Poule’s nostrils flared and Jane remembered how she had scented after the fey in the woods. The short woman spread her hand wide and reached high, high to Jane’s face, briefly touched the crook between thumb and index finger to Jane’s chin, as if she were measuring it. Jane managed not to flinch. Poule’s silver hair streamed loose, iridescent in the sun, rippling like the waves on her imaginary Jane pond.
“I’ve felt worse,” Poule said at last. She dropped her hand and turned to go, treading heavily across the grey kitchen stone.
“Wait,” said Jane. “What do you mean?”
Poule stopped at the door. “I mean we have tales of a dwarf named Moum who got cursed with rage. He started three wars, and his children tore each other to bloody bits.” She shrugged. “Say what you like, but I don’t have any urge to rend Creirwy.”
The cook laughed as she beat the filling. “I should hope not.”
* * *
Jane pulled her paper knife from a drawer and slit open the heavy stationery that Helen favored. Four heavily written-on pages fell out, plus a thin blue-and-white photo of Helen in a dark gown, and a scrap of rose fabric.
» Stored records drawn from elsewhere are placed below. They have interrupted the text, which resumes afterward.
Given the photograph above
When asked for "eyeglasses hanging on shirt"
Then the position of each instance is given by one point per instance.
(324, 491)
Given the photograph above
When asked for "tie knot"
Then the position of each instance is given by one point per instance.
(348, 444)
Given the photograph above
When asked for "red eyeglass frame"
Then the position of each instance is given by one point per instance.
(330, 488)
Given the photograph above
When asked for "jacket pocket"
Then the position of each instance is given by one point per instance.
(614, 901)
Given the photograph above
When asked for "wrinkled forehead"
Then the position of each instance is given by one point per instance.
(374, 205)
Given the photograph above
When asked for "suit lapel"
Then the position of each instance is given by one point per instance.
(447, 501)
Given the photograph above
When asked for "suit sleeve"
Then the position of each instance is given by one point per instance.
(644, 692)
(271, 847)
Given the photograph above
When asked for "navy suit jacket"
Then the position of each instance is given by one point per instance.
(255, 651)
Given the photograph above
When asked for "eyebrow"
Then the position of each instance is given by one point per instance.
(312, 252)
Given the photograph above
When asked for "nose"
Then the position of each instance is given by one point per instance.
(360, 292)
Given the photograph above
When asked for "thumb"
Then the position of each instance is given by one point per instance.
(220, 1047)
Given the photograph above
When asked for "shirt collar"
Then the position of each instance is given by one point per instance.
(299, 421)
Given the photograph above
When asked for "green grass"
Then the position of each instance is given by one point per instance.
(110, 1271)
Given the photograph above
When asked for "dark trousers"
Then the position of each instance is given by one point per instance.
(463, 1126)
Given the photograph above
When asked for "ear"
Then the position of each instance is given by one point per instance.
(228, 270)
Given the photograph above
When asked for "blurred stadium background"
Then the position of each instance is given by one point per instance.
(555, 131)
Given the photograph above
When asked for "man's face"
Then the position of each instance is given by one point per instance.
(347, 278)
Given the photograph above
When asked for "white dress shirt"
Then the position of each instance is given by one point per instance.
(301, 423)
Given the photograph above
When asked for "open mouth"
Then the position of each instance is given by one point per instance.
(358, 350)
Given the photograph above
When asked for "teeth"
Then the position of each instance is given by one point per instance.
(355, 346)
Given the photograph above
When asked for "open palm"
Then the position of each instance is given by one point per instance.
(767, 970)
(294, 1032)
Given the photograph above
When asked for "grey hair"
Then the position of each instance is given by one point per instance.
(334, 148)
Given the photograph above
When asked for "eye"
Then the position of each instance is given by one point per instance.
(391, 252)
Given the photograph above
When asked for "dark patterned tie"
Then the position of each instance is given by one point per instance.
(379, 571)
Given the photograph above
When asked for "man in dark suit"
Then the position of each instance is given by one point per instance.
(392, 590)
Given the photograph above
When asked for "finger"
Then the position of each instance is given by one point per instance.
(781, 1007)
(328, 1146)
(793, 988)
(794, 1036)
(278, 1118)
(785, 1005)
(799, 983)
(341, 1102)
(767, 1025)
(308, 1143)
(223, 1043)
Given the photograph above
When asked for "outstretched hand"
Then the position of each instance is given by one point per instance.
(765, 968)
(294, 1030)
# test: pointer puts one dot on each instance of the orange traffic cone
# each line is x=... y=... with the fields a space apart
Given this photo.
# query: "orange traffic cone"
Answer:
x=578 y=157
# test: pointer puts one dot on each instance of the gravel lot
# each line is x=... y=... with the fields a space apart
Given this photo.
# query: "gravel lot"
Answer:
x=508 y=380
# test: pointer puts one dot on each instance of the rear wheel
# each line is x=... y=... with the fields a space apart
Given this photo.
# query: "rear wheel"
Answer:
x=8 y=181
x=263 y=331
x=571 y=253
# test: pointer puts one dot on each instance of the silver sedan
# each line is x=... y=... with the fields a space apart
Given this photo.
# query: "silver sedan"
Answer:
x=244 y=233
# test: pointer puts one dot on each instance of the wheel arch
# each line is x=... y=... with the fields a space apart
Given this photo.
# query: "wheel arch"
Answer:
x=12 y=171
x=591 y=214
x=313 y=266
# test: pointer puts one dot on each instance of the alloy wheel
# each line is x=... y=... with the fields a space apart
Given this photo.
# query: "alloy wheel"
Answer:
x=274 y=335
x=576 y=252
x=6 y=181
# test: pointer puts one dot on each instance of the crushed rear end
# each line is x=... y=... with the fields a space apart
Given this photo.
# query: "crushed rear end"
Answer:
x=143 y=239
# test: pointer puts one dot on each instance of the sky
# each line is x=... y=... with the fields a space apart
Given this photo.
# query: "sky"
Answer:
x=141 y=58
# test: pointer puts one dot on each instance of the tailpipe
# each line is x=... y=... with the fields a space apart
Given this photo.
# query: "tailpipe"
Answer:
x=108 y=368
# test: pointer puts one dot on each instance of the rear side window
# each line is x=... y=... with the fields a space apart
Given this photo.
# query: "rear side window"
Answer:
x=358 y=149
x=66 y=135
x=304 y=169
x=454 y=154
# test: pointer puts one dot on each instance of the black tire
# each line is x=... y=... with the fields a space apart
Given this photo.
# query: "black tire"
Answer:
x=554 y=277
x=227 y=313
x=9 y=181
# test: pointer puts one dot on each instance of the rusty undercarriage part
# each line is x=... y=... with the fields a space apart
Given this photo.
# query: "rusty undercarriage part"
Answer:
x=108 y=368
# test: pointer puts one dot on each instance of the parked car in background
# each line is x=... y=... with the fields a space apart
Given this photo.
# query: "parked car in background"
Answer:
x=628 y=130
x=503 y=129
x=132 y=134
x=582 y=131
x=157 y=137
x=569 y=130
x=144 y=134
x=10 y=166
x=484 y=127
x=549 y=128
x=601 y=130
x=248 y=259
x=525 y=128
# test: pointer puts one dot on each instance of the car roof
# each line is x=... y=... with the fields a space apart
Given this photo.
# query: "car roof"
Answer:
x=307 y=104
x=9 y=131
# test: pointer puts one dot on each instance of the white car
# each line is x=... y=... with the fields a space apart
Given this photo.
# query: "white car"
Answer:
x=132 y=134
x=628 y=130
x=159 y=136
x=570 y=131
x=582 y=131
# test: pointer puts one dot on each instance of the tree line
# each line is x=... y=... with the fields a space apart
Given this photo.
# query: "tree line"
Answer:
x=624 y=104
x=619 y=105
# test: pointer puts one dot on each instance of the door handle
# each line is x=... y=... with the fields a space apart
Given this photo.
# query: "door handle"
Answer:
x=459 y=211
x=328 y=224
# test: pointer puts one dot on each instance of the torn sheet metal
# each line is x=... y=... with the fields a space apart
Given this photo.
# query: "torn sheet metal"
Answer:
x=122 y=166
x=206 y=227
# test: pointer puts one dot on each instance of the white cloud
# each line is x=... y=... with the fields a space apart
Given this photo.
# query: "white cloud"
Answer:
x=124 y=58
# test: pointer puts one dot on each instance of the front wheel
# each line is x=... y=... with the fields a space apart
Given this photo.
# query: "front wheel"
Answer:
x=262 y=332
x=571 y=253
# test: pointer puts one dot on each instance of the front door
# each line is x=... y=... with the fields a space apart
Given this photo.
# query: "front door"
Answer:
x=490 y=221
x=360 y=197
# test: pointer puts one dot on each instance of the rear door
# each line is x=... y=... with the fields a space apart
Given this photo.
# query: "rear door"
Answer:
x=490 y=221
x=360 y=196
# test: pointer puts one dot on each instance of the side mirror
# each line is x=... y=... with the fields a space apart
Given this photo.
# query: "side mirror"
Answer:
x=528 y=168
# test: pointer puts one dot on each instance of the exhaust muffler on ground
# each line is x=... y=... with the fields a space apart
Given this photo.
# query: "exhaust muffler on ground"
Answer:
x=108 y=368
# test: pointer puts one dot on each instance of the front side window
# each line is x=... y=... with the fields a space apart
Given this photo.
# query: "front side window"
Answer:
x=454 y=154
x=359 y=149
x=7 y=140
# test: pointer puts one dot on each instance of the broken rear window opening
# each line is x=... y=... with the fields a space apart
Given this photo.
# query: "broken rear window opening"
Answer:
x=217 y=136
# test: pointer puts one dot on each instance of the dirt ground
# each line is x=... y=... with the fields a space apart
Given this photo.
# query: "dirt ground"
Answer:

She skimmed the parties and balls. Alistair had one of the last working fey-tech cameras, and here she was before opening night of a new production of
A Midsummer Night’s Tragedy
. She had a new afternoon tea dress, and here was a swatch so Jane could see how it would complement her complexion. Jane laughed, imagining Helen sending a swatch of complexion as well. Then she sobered as she started on the last page.
“You asked me point-blank what I meant by ‘Ironskin or no.’ My ever-blunt Jane! And also you wondered if my fine friends care nothing for the war, think little of it, &c. I assure you it is true, and I am only reporting to you what I see around me. I try to be as cynical as the next woman about the malingerers who yet line our hospitals, and I try to accept it when my bosom friend Gertrude steers us clear of a begging ironskin in the street. I know she knows of you and has only pity for me, but I don’t think she understands what it means, and how that iron leg she reviles is at least the common decency of that poor boy to cover up a horrible curse. And yet she thinks he should go one step farther, and shut himself up so he is not seen at all.